1 mol of an ideal gas expands under isothermal conditions (T=298.15K). The initial pressure and volume is 2.00 atm and 1.00L respectively, and the final pressure is 1.00 atm. Find the expansion work. The answer is w = -101.325 J. I am unsure how to get this answer. Can someone please walk me through the steps. Thanks.

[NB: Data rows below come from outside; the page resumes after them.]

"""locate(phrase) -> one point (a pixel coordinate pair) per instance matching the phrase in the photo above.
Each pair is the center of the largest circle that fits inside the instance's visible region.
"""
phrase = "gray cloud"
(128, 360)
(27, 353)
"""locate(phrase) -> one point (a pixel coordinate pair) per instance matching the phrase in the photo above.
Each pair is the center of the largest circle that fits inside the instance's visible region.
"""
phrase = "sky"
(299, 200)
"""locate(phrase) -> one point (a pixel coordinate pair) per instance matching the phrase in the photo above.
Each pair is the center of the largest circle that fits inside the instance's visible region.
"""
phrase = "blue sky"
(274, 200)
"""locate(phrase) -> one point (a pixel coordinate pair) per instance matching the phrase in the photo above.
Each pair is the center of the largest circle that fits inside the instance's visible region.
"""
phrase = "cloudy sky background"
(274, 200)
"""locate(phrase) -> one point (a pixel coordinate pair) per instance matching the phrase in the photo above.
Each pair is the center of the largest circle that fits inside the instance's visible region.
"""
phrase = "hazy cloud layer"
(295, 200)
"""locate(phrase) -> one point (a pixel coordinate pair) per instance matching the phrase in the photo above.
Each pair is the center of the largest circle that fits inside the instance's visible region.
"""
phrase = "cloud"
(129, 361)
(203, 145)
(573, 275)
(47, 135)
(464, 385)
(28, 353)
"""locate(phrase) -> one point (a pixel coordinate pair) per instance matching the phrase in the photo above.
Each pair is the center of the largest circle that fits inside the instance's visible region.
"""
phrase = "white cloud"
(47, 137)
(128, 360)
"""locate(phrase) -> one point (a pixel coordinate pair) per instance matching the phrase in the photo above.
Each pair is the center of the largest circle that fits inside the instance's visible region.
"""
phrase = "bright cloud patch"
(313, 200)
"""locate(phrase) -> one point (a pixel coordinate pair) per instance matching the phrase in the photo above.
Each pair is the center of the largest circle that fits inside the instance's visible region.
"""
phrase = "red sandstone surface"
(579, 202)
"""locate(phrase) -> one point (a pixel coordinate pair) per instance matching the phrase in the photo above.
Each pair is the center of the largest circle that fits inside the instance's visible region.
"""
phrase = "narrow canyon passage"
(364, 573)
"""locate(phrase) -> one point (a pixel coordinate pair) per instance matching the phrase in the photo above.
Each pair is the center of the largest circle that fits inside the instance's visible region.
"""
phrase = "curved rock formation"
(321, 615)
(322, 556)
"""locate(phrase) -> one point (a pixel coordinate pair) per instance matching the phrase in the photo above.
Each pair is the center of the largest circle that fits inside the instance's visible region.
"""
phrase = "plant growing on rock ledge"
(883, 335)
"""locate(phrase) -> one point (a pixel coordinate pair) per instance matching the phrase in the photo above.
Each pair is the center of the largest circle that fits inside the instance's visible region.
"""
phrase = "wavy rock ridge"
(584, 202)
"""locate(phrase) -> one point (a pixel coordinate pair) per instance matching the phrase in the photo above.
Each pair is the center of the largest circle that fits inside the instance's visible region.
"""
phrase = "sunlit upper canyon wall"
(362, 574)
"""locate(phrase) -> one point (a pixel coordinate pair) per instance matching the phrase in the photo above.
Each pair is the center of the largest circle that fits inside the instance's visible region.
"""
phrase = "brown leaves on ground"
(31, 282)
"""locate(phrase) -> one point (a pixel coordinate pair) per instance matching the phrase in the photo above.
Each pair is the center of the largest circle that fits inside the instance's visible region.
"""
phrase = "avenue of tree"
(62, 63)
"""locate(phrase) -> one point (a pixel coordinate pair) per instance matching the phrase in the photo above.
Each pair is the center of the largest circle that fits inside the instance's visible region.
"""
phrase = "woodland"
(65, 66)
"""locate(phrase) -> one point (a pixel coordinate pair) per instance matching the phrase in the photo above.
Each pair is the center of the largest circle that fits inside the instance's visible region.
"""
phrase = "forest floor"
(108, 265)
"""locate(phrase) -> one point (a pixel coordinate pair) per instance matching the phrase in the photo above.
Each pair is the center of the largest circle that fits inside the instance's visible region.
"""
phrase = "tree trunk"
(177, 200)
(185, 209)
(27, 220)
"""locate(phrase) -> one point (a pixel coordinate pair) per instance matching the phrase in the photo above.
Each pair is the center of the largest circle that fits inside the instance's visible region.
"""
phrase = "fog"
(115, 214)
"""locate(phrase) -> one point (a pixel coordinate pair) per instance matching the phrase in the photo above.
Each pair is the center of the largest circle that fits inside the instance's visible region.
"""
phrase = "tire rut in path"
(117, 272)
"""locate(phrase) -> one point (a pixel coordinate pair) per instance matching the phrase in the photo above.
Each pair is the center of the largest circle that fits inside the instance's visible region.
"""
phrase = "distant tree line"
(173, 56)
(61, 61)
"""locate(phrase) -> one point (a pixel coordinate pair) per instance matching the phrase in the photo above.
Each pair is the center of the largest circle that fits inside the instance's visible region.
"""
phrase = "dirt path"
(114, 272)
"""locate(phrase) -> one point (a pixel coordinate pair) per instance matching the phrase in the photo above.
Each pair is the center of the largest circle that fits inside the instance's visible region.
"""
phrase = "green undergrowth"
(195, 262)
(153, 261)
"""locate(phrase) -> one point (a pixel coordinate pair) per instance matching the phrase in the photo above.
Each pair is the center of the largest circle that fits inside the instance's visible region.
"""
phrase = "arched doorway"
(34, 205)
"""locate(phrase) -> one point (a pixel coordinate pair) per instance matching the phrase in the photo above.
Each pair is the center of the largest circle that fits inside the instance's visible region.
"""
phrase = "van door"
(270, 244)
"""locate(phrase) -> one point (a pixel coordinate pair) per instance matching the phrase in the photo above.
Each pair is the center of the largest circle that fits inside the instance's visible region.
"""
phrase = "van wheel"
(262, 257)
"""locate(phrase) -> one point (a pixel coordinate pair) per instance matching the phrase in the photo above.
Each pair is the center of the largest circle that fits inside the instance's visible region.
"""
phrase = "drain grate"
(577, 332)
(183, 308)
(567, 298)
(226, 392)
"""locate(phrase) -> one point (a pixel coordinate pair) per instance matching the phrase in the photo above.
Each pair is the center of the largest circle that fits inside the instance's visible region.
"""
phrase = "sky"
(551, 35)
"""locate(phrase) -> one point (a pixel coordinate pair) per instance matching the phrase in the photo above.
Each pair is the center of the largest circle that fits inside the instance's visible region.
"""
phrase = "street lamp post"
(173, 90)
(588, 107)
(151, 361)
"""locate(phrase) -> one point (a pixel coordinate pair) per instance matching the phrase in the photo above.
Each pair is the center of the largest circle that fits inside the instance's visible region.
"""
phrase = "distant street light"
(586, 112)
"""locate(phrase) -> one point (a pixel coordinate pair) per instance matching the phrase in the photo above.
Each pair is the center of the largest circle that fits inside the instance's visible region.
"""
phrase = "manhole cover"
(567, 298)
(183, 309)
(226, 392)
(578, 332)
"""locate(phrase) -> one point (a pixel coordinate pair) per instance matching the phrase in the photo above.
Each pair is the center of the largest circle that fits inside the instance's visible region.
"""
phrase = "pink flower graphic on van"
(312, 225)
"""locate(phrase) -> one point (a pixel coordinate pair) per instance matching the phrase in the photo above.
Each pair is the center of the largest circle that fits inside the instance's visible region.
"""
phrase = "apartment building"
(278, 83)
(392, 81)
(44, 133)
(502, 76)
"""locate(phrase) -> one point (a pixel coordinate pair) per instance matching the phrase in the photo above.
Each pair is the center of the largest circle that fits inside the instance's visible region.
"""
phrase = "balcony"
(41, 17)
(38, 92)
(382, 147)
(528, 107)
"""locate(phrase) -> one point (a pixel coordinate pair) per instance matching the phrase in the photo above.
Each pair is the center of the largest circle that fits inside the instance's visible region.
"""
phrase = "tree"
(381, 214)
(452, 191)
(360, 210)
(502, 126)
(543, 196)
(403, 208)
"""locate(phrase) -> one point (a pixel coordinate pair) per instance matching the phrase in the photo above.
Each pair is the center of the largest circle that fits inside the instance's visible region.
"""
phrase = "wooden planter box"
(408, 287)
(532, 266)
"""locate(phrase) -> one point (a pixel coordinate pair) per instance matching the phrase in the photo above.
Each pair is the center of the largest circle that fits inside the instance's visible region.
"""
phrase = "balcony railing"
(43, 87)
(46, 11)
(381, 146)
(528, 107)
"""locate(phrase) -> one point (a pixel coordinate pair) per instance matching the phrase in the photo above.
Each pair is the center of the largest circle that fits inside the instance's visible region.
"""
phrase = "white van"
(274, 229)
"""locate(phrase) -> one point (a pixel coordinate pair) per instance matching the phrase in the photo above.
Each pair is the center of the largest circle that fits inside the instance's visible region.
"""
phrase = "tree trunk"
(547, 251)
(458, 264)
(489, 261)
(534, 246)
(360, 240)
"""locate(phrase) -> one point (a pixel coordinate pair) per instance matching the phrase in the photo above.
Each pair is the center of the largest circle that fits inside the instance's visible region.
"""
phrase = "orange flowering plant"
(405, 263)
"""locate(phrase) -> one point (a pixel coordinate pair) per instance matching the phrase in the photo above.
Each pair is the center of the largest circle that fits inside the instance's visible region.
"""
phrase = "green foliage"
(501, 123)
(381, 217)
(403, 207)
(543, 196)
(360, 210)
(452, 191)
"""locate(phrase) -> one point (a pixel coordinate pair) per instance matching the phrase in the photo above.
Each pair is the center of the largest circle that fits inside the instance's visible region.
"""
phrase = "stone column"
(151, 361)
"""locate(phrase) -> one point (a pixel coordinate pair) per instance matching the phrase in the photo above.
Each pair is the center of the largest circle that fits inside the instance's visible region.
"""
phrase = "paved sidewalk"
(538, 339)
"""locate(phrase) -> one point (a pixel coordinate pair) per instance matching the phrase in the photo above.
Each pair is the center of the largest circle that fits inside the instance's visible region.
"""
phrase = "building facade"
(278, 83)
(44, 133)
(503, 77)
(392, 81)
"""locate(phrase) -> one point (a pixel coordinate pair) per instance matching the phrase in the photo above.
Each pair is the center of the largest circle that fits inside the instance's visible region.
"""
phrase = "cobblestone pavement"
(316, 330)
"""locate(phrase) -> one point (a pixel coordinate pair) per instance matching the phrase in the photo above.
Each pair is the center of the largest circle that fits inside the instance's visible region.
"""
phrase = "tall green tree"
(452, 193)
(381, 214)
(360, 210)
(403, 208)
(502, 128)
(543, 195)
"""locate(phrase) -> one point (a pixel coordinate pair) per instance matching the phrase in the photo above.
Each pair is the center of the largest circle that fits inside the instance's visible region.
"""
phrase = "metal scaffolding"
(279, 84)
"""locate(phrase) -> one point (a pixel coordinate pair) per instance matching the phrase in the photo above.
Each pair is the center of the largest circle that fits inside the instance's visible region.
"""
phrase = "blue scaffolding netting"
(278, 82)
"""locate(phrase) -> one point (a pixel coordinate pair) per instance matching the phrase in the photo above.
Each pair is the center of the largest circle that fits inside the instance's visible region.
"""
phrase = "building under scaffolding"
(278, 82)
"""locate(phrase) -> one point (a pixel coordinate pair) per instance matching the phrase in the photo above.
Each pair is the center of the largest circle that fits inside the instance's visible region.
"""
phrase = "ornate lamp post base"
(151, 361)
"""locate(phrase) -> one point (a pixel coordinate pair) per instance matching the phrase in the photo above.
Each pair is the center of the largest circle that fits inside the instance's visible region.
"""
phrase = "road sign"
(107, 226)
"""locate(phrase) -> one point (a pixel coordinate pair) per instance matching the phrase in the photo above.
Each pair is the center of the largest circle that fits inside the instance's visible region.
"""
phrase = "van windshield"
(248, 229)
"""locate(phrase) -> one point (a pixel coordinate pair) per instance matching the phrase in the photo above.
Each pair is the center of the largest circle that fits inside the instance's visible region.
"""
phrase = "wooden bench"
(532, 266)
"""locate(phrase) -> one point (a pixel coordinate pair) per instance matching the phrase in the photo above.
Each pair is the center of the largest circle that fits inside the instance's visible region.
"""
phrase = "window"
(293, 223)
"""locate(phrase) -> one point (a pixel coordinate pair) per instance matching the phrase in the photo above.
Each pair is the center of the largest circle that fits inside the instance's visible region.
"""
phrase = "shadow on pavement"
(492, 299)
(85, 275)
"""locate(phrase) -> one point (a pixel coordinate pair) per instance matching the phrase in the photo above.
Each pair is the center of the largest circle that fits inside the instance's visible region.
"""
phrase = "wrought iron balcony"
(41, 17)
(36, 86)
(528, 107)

To find the expansion work, we can use the formula:
w = -nRT ln(V₂/V₁)
where:
w = work done by the gas
n = number of moles of the gas
R = ideal gas constant (8.314 J/mol·K)
T = temperature in Kelvin
V₁ = initial volume
V₂ = final volume
In this case, we are given:
n = 1 mol
R = 8.314 J/mol·K
T = 298.15 K
V₁ = 1.00 L
V₂ = unknown
To find V₂, we can use Boyle's law, which states that at constant temperature, the pressure and volume of a gas are inversely proportional. Mathematically, it can be expressed as:
P₁V₁ = P₂V₂
where:
P₁ = initial pressure
P₂ = final pressure
We are given:
P₁ = 2.00 atm
P₂ = 1.00 atm
V₁ = 1.00 L
V₂ = unknown
Rearranging the equation, we have:
V₂ = (P₁V₁) / P₂
Substituting the given values, we get:
V₂ = (2.00 atm * 1.00 L) / 1.00 atm
= 2.00 L
Now we can substitute the values of n, R, T, V₁, and V₂ into the expansion work formula:
w = - (1 mol) * (8.314 J/mol·K) * (298.15 K) * ln(2.00 L / 1.00 L)
Simplifying, we get:
w = - (1 mol) * (8.314 J/mol·K) * (298.15 K) * ln(2.00)
Using a calculator, we can evaluate the natural logarithm of 2.00, which is approximately 0.6931.
w = - (1 mol) * (8.314 J/mol·K) * (298.15 K) * 0.6931
= -101.325 J
Therefore, the expansion work is -101.325 J.